Even as a boy, Mr. Colescott liked to draw. His first exposure to the fine arts came through Sargent Johnson, a sculptor who was active in the Harlem Renaissance and a close friend of his parents. When he was 11, Mr. Colescott happened to see the Mexican muralist Diego Rivera painting from scaffolding in San Francisco.
“That early exposure to Rivera may have something to do with my belief that art should address social ills, because his art certainly did that,” Mr. Colescott said.
In 1942, at age 17, Mr. Colescott joined the Army. World War II took him to the Pacific and to Europe — most important to Paris, a city to which he returned throughout his career.
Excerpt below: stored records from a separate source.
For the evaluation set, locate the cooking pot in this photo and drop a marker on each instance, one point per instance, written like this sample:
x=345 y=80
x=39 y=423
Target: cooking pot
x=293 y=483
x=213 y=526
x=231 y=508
It was there that he studied with artist Fernand Léger, who taught him to question faddish abstract expression.
Mr. Colescott also met his first wife, Zdenka, in Paris. That marriage, as well as those to Sally Manchester, Susan Ables and Colleen Hench, ended in divorce. In addition to his brother, he is survived by his wife, Jandava Cattron of Tucson; five sons from previous marriages, Alex of Napa, Calif., Cooper of Tucson, Daniel of Modesto, Calif., Dennett of San Rafael, Calif., and Nicolas of Portland, Ore.; and a grandson.
After the war, Mr. Colescott availed himself of the benefits of the GI Bill and enrolled at San Francisco State University, planning to study international relations. Only when a counselor told him that a black man was unlikely to be hired into the U.S. Foreign Service did Mr. Colescott decide to take up art. He received bachelor’s and master’s degrees from the University of California at Berkeley, both in painting and drawing.
In 1964, Mr. Colescott won a grant that allowed him to teach and study in Egypt. It became to be a turning point in his career.
“I . . . was influenced . . . by three thousand years of a ‘non-white’ art tradition and by living in a culture that is strictly ‘non-white,’ ” he said. “I think that excited me about . . . some of the ideas about race and culture in our own country; I wanted to say something about it.”
With the outbreak of the Arab-Israeli war in 1967, Mr. Colescott no longer felt safe in Egypt and left for Paris, returning to the United States in 1970. At that time, he began remaking the war horses, from van Gogh to Picasso to Édouard Manet.
“I was one of the first to use appropriation in a way that might be called postmodern,” he told the Times-Picayune. “But most artists who appropriate do it as some sort of homage to an artist they admire. Mine was no homage. I wanted to dominate that other artist.”